Supply: Investor Presentation
Hormel posted fourth quarter and full-year earnings on December 4th, 2024, and outcomes had been in step with expectations. The corporate posted adjusted earnings-per-share of 42 cents, which met estimates. Income was off 2% year-on-year to $3.14 billion, additionally hitting estimates.
Working revenue was $308 million for the quarter on an adjusted foundation, or 9.8% of income. Working money circulation was $409 million for This autumn. For the 12 months, gross sales had been $11.9 billion, and adjusted working revenue was $1.1 billion, or 9.6% of income. Adjusted earnings-per-share was $1.58. Working money circulation hit a document of $1.3 billion.
Steering for 2025 was initiated at $11.9 billion to $12.2 billion in gross sales, with natural web gross sales development of 1% to three%.
Click on right here to obtain our most up-to-date Positive Evaluation report on HRL (preview of web page 1 of three proven under):
Ultimate Ideas and Extra Sources
Enrolling in DRIP shares may be a good way to compound your portfolio revenue over time. Extra assets are listed under for traders taken with additional analysis for DRIP shares.

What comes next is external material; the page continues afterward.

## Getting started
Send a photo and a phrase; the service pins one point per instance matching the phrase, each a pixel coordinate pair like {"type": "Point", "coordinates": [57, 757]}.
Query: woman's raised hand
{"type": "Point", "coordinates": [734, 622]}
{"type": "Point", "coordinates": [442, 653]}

For dividend development traders taken with DRIP shares, the 15 corporations talked about on this article are an important place to begin. Every enterprise may be very shareholder pleasant, as evidenced by their lengthy dividend histories and their willingness to supply traders no-fee DRIP shares.
At Positive Dividend, we regularly advocate for investing in corporations with a excessive likelihood of accelerating their dividends every 12 months.
If that technique appeals to you, it might be helpful to flick thru the next databases of dividend development shares:
The Dividend Kings Checklist is much more unique than the Dividend Aristocrats. It’s comprised of 54 shares with 50+ years of consecutive dividend will increase.
The Excessive Dividend Shares Checklist: shares that attraction to traders within the highest yields of 5% or extra.
The Month-to-month Dividend Shares Checklist: shares that pay dividends each month, for 12 dividend funds per 12 months.